Mas convém lembrar: a História não é uma aula de cidadania. É um ringue. E os fascistas não se vencem com haicais, mas com pontapés bem medidos. Sim, a violência. A palavra maldita dos bem-pensantes. Mas foi com ela — e não com abaixo-assinados — que se travou a Legião Portuguesa. Foi com ela que um velho com nome de mártir — Soares — sobreviveu a toda uma ditadura e avisou, ali mesmo, na Aula Magna: “Isto vai acontecer de novo.” Não foi poesia. Foi previsão.
Agora chegou. Com botas de borracha em vez de coturnos, mas com o mesmo hálito de enxofre ideológico. E ninguém sabe como lhes responder. Querem-nos tolerantes, democráticos, compostos. Como se fosse possível discutir ética com quem ainda sonha com campos de internamento para artistas e professores. Como se a liberdade se defendesse apenas com slogans.
É preciso dizer: eles são muitos. E barulhentos. Porque têm cúmplices nos púlpitos, nos cafés de aeroporto, nas direcções de jornais. São os que dizem “não concordo com a violência, mas…” — e nesse “mas” cabe todo o fedor da História.
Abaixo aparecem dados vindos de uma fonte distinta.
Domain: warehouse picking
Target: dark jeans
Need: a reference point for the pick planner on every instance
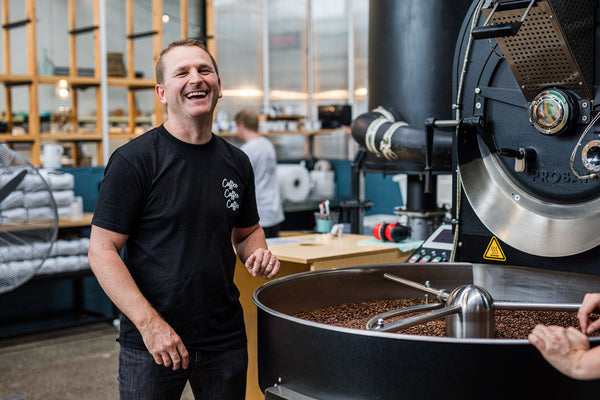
(212, 375)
Maria do Céu Guerra, que viu o 25 de Abril e o outro antes dele, sabe que há alturas em que o palco não chega. Que há momentos em que o pano cai, não porque acabou a peça, mas porque entrou um idiota com um murro.
E nesses dias, senhores, não se responde com indignação. Responde-se comk a única língua que a extrema-direita percebe: o bofetão.
Porque a liberdade, essa malcriada, só sobrevive quando assusta.